The capital-raising programme is focused on infrastructure refurbishment, capital expansion and recapitalisation.
In its annual report released last week, Mutapa said total funding needs exceed US$10 billion, with resources being sourced through various strategic avenues.
“Total funding requirements exceed US$10bn, with approximately US$1bn raised to date for portfolio companies. Funding sources include debt, equity, public-private partnerships (PPPs), and joint ventures with development finance institutions, banks, and private investors,” read the report.
The Fund said the strategy is designed to drive modernisation, strengthen operations and promote sustainable growth across all sectors.
During 2024, MIF’s investment team, working alongside its portfolio companies, put together a pipeline of significant transactions, particularly in energy, minerals and infrastructure.
The period was marked by projects with substantial scale and national economic impact.
A key project was the US$455 million Jindal Refurbish, Operate and Transfer initiative for Hwange Power Station Units 1 to 6, which has moved into execution. The project is expected to stabilise Zimbabwe’s baseload electricity supply.
Progress was also made in transmission, with the commissioning of the Alaska–Karoi 132kV line and the Kamativi/Dinson 88kV substations and transmission lines, improving bulk power transfer and overall grid stability.
On the generation side, the energy mix was diversified through the integration of industrial captive power and renewable energy sources.
Other matured transactions included the recapitalisation of the National Railways of Zimbabwe with Afreximbank support, upgrades to NOIC storage and pipeline facilities funded from internally generated resources, LPG infrastructure expansion, and an upgrade of the Feruka pipeline to a capacity of three billion litres per year.
Lines of credit were also extended to POSB, AFC and Petrotrade.
The mineral resources portfolio saw several high-value projects at various stages of development. Additional mining and infrastructure projects continue through due diligence.
The overall pipeline demonstrates a focus on value-chain restructuring, resource-backed financing and infrastructure modernisation, positioning the Fund to deliver long-term value across its holdings.

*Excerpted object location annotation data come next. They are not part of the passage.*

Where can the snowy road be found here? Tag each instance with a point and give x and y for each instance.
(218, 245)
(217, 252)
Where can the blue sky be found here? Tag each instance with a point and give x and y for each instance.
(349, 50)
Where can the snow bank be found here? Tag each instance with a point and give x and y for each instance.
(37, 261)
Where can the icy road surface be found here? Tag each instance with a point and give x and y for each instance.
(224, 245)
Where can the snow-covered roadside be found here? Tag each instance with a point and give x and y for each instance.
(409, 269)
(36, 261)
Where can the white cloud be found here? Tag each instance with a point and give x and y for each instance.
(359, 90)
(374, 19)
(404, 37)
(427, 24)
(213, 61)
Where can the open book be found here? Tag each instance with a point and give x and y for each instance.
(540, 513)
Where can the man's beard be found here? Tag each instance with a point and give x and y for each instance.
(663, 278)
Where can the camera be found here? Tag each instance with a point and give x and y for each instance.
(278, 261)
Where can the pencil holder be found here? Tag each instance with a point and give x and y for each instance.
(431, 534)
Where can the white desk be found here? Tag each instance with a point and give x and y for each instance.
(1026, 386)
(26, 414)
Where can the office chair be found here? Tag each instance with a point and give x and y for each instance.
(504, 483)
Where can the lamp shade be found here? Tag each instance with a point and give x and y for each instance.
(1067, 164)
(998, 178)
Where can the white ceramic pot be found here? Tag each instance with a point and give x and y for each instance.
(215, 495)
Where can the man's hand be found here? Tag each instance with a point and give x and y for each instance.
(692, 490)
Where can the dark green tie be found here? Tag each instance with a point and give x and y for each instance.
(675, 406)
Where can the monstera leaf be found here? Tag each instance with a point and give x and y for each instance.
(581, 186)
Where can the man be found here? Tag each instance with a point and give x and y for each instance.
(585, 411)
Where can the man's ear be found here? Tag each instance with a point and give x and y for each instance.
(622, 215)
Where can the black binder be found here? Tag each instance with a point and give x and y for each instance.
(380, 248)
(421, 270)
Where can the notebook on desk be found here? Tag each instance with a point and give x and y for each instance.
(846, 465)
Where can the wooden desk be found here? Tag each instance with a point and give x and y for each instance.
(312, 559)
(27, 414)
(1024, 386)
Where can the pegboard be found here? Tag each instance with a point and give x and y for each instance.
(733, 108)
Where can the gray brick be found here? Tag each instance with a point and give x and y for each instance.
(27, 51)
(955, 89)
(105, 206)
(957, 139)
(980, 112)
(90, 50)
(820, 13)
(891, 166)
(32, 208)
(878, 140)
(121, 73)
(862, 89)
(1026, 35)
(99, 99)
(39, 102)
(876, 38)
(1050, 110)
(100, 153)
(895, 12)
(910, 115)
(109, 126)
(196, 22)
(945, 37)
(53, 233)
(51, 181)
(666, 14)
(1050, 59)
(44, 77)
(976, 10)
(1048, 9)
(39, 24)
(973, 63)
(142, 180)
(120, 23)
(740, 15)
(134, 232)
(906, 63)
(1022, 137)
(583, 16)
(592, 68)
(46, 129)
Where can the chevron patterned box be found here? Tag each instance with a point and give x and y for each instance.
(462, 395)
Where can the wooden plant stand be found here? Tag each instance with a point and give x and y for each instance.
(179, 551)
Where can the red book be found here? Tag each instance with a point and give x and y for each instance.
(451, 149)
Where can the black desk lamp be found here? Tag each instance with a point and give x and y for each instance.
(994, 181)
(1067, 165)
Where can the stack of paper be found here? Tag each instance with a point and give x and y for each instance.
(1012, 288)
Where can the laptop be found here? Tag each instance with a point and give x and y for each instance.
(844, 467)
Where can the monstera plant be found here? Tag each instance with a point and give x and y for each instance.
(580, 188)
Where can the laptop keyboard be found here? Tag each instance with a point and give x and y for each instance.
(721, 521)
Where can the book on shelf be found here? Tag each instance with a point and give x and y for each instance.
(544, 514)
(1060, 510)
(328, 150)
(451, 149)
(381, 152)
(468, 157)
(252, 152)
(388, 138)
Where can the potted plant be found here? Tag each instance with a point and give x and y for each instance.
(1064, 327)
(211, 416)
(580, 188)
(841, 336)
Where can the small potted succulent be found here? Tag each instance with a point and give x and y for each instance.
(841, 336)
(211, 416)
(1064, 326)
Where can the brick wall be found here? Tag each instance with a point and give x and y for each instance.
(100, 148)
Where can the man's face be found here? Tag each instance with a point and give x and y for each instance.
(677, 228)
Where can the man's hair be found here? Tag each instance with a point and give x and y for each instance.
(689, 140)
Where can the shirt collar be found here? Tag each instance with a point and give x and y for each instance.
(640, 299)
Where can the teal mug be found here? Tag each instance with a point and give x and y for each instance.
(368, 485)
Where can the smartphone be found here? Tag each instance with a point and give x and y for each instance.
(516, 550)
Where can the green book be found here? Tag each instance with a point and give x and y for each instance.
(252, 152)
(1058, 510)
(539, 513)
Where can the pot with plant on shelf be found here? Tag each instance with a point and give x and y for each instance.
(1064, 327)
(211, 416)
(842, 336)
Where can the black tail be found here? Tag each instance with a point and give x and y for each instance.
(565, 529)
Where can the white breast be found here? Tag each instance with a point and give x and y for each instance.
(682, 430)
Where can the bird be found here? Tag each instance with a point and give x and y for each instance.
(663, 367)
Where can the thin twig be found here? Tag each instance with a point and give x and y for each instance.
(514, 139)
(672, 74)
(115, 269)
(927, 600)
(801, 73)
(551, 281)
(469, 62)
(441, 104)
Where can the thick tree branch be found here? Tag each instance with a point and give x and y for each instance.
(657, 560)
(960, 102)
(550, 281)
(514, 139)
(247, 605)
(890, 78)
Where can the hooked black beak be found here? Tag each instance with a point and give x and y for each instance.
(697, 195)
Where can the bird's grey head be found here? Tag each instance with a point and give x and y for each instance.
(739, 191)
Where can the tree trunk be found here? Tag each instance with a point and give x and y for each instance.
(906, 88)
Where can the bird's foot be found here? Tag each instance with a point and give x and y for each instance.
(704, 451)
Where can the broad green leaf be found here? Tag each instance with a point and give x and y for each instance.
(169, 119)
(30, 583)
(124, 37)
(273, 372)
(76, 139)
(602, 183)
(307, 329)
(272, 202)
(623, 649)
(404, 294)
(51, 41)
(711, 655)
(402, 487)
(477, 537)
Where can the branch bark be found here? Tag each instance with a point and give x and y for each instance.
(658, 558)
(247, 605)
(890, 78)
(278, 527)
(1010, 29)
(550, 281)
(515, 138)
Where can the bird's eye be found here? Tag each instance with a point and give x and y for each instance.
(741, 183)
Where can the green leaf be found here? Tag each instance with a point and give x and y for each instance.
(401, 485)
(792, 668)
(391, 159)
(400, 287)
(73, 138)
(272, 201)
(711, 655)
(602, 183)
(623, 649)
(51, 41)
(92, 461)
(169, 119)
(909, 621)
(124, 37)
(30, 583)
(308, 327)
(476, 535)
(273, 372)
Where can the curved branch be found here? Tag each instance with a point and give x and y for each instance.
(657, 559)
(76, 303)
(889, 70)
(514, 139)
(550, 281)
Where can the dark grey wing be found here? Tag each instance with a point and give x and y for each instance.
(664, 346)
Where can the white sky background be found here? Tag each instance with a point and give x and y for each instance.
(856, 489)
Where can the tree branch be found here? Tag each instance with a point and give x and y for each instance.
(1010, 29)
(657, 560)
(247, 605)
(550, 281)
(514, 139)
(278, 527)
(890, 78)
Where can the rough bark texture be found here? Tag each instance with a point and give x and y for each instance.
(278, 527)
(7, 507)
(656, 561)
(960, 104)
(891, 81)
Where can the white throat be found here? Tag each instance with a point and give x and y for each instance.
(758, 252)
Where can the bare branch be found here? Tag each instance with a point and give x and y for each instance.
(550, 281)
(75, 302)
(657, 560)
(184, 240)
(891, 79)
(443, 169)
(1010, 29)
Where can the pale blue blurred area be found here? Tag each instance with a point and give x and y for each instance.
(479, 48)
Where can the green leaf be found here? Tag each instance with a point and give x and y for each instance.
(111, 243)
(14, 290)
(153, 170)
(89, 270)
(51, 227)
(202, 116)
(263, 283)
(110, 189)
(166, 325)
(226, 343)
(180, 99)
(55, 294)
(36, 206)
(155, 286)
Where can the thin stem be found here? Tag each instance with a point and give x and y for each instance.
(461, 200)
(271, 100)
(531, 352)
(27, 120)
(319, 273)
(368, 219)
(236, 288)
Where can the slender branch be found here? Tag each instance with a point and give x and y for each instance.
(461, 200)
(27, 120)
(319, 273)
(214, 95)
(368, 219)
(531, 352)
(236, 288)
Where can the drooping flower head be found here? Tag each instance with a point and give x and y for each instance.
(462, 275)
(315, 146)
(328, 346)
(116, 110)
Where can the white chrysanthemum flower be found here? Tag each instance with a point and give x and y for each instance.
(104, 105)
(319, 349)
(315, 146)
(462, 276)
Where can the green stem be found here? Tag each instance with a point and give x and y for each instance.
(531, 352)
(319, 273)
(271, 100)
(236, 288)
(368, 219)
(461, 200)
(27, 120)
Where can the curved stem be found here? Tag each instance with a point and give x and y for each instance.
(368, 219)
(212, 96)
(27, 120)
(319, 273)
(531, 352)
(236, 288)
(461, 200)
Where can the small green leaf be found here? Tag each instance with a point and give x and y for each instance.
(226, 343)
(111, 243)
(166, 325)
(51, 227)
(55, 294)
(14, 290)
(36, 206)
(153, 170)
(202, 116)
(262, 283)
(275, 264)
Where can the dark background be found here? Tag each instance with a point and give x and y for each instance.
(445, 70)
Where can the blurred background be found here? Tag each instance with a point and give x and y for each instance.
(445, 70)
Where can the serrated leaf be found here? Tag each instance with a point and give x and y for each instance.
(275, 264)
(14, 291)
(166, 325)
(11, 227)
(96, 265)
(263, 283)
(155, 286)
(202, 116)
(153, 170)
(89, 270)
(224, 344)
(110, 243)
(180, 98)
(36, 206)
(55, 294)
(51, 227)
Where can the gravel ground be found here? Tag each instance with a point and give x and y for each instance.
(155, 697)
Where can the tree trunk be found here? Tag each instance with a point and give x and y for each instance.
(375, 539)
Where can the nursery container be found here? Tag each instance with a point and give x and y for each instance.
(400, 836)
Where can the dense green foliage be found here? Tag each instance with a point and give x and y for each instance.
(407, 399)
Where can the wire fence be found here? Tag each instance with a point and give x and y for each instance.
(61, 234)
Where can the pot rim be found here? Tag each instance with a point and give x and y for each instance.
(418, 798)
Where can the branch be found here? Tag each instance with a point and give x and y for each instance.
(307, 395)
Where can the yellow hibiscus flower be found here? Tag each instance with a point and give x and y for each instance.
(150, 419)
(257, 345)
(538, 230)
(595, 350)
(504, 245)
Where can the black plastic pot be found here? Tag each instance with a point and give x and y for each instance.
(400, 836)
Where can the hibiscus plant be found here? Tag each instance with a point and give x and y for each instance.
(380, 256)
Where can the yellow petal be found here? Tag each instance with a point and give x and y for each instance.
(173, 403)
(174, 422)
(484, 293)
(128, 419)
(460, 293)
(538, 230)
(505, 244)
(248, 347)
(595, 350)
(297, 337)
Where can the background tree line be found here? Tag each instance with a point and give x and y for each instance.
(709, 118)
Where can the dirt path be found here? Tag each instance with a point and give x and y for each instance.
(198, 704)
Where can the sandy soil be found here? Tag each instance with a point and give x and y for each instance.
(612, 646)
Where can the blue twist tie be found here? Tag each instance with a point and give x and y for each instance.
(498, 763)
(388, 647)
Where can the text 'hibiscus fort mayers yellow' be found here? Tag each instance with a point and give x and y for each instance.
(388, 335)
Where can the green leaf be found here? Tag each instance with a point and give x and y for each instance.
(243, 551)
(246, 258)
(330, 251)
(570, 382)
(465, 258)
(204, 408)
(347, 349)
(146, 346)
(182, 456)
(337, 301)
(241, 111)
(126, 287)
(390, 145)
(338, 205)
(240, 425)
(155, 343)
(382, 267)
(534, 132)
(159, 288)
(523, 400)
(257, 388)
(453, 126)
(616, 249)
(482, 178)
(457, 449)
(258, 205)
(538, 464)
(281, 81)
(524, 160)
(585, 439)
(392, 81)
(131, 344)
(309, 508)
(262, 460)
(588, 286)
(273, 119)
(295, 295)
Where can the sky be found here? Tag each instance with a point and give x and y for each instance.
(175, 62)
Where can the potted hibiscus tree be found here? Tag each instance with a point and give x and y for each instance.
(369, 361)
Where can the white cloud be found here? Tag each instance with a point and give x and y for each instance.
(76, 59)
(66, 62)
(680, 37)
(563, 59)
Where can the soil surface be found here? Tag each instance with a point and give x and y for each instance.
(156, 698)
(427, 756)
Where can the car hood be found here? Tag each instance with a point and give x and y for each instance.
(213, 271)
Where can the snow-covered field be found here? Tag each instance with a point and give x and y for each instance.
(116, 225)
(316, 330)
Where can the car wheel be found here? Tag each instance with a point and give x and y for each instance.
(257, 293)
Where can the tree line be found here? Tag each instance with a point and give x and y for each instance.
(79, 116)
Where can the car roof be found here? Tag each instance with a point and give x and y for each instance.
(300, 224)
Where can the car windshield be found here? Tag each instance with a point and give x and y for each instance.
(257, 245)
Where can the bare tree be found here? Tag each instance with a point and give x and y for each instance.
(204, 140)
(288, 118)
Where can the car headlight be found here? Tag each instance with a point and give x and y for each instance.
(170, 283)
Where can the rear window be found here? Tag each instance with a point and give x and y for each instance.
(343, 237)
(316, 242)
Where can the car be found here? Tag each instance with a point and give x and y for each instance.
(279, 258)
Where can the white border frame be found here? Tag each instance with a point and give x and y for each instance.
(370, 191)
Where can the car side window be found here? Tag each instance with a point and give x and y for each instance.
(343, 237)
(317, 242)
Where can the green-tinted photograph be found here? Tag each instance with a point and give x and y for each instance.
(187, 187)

While Mutapa has made progress in stabilising its portfolio, it acknowledges ongoing challenges, including legacy debt, governance weaknesses and liquidity pressures at some companies.
The Fund said it is now prioritising execution, strengthening oversight, enforcing governance reforms, and driving value creation through targeted investments and strategic partnerships.
The Fund emphasised its commitment to contributing to Zimbabwe’s economic growth, fiscal stability and long-term development, with strong governance and accountability at the core of its operations.
Mutapa was established by an Act of Parliament in 2014 as the Sovereign Wealth Fund of Zimbabwe and was fully operationalised and renamed the Mutapa Investment Fund under Statutory Instrument 156 of 2023.
The restructuring transformed Mutapa into the government’s strategic investment arm through the transfer of 30 commercial SOEs from line ministries into its management.
The model was informed by research conducted by the State Enterprises Restructuring Agency, which aimed to improve SOE performance by cutting bureaucratic inefficiencies and strengthening governance through benchmarking against global sovereign wealth fund practices.